We have an Employee of the Month program at The Starr Conspiracy. It’s not your average EOM program, which are known to have any one (or other) symptoms:
- Managers select the people they “like” the best. This ain’t no popularity contest.
- There’s as many months in a year as there are employees, so everyone gets recognized. This ain’t no participation award.
- Peer selection means s/he who haseth the most friends winneth the award. This ain’t no you scratch my back, I scratch yours.
- Being named employee of the month might mean you get a couple hundred (or even thousands!) of points, but you can’t spend them on things you want and, eventually, it starts to feel like that time America was printing more money than we had gold. Wait…
Seriously though, that’s me, “Employee of the Month.”
Each EOM gets to choose one of the following “prizes” (should we call them prizes? Let’s call them prizes).
- Dinner with the five Partners
- A “romantic” dinner with you and your partner, spouse or significant other, if applicable
- Or, a couple rounds of drinks for you and all your coworkers
I chose dinner with the Partners.
I know it might be cheesy and I’m no sap, but I can’t think of a cooler way to feel visible, appreciated and recognized.
Because points? Well, we don’t want no stinking points.
Because certificates? They’re just not cutting it.

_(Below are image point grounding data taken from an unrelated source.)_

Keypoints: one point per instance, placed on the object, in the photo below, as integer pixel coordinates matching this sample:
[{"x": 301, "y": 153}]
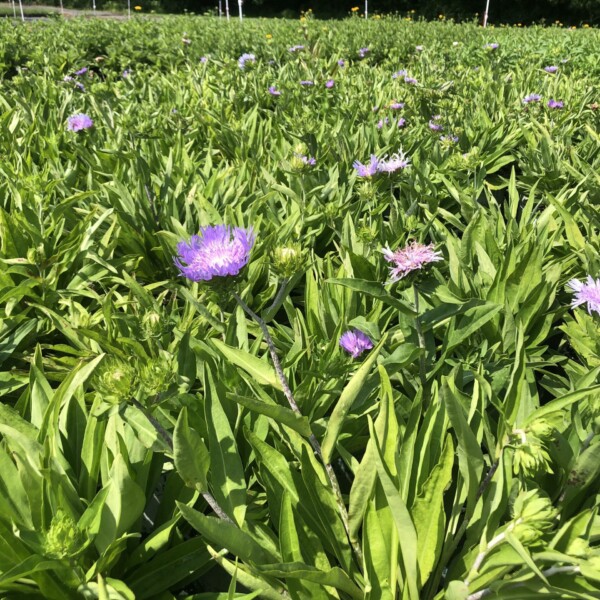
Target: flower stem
[
  {"x": 166, "y": 436},
  {"x": 422, "y": 353},
  {"x": 335, "y": 486}
]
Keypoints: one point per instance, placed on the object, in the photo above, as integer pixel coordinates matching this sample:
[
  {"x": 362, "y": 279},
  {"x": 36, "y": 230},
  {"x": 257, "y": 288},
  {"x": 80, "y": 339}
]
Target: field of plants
[{"x": 299, "y": 309}]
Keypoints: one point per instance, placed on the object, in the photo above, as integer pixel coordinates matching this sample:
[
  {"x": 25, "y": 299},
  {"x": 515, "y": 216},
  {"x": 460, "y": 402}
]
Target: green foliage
[{"x": 148, "y": 445}]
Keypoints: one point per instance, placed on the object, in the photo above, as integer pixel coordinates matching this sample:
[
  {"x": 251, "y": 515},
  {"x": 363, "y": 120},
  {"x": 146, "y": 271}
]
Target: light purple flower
[
  {"x": 242, "y": 60},
  {"x": 394, "y": 163},
  {"x": 79, "y": 122},
  {"x": 449, "y": 139},
  {"x": 367, "y": 170},
  {"x": 412, "y": 257},
  {"x": 586, "y": 293},
  {"x": 355, "y": 342},
  {"x": 217, "y": 251}
]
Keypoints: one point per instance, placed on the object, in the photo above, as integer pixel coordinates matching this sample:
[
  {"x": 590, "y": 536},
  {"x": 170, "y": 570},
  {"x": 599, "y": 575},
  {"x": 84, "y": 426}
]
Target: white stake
[{"x": 487, "y": 8}]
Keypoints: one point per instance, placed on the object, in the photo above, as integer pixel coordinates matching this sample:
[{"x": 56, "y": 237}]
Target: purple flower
[
  {"x": 367, "y": 170},
  {"x": 449, "y": 139},
  {"x": 355, "y": 342},
  {"x": 217, "y": 251},
  {"x": 79, "y": 122},
  {"x": 586, "y": 293},
  {"x": 412, "y": 257},
  {"x": 310, "y": 161},
  {"x": 394, "y": 163},
  {"x": 242, "y": 60}
]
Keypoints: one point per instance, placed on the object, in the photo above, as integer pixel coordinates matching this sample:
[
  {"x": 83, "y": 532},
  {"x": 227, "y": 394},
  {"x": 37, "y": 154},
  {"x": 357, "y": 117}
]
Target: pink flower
[
  {"x": 586, "y": 293},
  {"x": 410, "y": 258}
]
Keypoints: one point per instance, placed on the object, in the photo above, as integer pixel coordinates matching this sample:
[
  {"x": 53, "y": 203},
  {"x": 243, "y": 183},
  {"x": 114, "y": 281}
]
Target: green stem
[{"x": 335, "y": 486}]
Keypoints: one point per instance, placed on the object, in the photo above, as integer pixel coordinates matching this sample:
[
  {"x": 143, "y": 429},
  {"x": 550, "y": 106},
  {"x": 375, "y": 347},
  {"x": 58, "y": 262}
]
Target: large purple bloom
[
  {"x": 355, "y": 342},
  {"x": 410, "y": 258},
  {"x": 217, "y": 251},
  {"x": 586, "y": 293},
  {"x": 79, "y": 122}
]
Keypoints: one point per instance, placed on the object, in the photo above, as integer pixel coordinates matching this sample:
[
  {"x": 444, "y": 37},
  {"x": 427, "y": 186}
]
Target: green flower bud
[{"x": 63, "y": 539}]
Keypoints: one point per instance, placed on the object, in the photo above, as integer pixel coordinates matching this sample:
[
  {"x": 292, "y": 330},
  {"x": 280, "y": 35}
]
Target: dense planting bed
[{"x": 389, "y": 385}]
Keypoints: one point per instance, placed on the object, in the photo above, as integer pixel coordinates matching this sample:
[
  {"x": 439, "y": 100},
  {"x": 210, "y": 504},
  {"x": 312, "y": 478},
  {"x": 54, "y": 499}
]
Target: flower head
[
  {"x": 79, "y": 122},
  {"x": 242, "y": 60},
  {"x": 410, "y": 258},
  {"x": 217, "y": 251},
  {"x": 367, "y": 170},
  {"x": 355, "y": 342},
  {"x": 586, "y": 293},
  {"x": 394, "y": 163}
]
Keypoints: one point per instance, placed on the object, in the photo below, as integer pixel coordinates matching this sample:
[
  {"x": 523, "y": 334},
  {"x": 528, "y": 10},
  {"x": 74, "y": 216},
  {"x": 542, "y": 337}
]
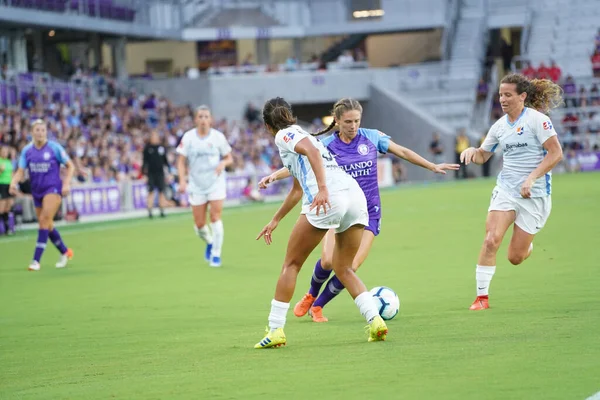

When a polled 65% of workers between the ages of 18 and 34 will leave their current position if they feel unrecognized, can you really afford to recognize in a way that means nothing to your employees?
A recent study by Office Team revealed a big no-brainer that the majority of employees want to be recognized monetarily. Meaning: they want that money, yo.
I can’t speak for every employee of every company, but personally, there are things I want as much as money.
For instance, in our company, any one of our three available choices would have made me freak out.
But that’s us. Maybe your employees want money? Maybe they want additional time off? Gift cards? A promotion? Who knows. Maybe nothin’ will make them happy and then you’ve got bigger problems.
We run a small-ish shop at The Conspiracy. That means everyone is recognized almost instantly in the daily huddle for great work, regularly in company-wide email chains throughout the day and publicly on our social media accounts.
I know that not every company is a medium-sized marketing agency. I know that.
But my point is: Between the available research in the glorious world of Google, companies and consultants who consider recognition “their thing,” and all of the programs and point systems you can find, make sure you are rewarding employees with things they want.
It sounds so simple, but garage sales are filled with the rejected five-year glass globes and embroidered duffel bags of your recognition and service award programs.
Maybe your employees don’t want to spend a night out with you. Maybe you’re kinda lame. That’s okay.
Just figure out what would make them feel valued and sparked. And figure it out quick before they all quit.
Or you can just get used to not being named one of the Best Places to Work. Like, ever.